The Django documentation on its CSRF protection states that:
In addition, for HTTPS requests,
strict referer checking is done by
CsrfViewMiddleware. This is necessary
to address a Man-In-The-Middle attack
that is possible under HTTPS when
using a session independent nonce, due
to the fact that HTTP 'Set-Cookie'
headers are (unfortunately) accepted
by clients that are talking to a site
under HTTPS. (Referer checking is not
done for HTTP requests because the
presence of the Referer header is not
reliable enough under HTTP.)
I have trouble visualizing how this attack works. Could somebody explain?
UPDATE:
The wording in the Django doc seems to imply that there is a specific type of man-in-the-middle attack (which leads to a successful CSRF I'd assume) that works with session independent nonce (but not with transaction specific nonce etc., I suppose) and involves the use of 'Set-Cookie' header.
So I wanted to know how that specific type of attack works.

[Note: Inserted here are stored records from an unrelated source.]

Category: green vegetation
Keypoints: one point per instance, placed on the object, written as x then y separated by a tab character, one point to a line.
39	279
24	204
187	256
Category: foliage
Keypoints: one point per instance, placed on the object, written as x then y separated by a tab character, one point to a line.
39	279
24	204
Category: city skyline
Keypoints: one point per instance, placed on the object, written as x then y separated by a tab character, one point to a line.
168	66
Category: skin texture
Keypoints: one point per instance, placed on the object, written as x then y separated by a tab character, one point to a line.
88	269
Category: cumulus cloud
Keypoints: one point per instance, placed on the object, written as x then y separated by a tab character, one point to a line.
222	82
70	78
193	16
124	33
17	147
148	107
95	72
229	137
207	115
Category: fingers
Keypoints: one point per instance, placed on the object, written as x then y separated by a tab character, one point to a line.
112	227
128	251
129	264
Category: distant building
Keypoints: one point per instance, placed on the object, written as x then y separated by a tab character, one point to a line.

The attacker can set the CSRF cookie using Set-Cookie, and then supply a matching token in the POST form data. Since the site does not tie the session cookies to the CSRF cookies, it has no way of determining that the CSRF token + cookie are genuine (doing hashing etc. of one of them will not work, as the attacker can just get a valid pair from the site directly, and use that pair in the attack).
Directly from the django project
(I googled for session independent nonce.)
Here's a very detailed description of one-such MitM attack. Below is an abridged and simplified adaptation:
Assume that:
- the attacked site is foo.com
- we (the attacker) can MitM all requests
- some pages are served over HTTP (e.g., http://foo.com/browse)
- some pages are served over HTTPS (e.g., https://foo.com/check_out), and those pages are protected by a log-in cookie (w/Secure set). Note that this means we cannot steal the user's login cookie.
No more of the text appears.